Statistical analysis and quality control for GPS fractional cycle bias and integer recovery clock estimation with raw and combined observation models

With the development of Ambiguity Resolution for Precise Point Positioning (PPP-AR) over the past years, there are three representative PPP-AR methods up to now: Fractional Cycle Bias (FCB) method, Integer Recovery Clock (IRC) method and Decoupled Satellite Clock (DSC) method. In all these methods, satellite products are generated from a global or regional reference network and then broadcast to users for ambiguity fixing. Positioning accuracy with short-time observations can be significantly improved after ambiguities are correctly fixed; nevertheless, high-accuracy satellite products are the prerequisite of reliable ambiguity resolution. Therefore, quality control for PPP-AR at network end is of great significance.

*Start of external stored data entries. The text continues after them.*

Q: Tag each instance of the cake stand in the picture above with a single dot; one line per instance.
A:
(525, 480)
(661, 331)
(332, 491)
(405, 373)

In this paper, FCB and IRC estimation methods based on Ionosphere-Free PPP (IF-PPP) and Uncombined PPP (U-PPP) are investigated. In addition, quality control strategy for FCB and IRC estimation is proposed. Data sets from International GNSS Service (IGS) network and CORSnet-NSW in Australia are used to validate and demonstrate the performance of the proposed method. The results indicate that reliable PPP-AR can be achieved with the estimated FCB and IRC products, similar PPP-AR performance is revealed with IF-PPP and U-PPP. After ambiguities are successfully fixed, positioning accuracy in the east, north and up directions can reach 0.7, 0.9 and 3.1 cm, respectively, which is a considerable improvement as compared with ambiguity-float PPP solution. Moreover, the FCB method slightly outperforms the IRC method due to the better reliability of FCB estimation. In addition, accurate ionospheric delay can be derived from a regional reference network to enhance the model strength of U-PPP, thus the Time-To-First-Fix (TTFF) can be further shortened. Even instantaneous ambiguity fixing is achievable and the positioning accuracy can reach 0.1, 1.2 and 0.4 cm.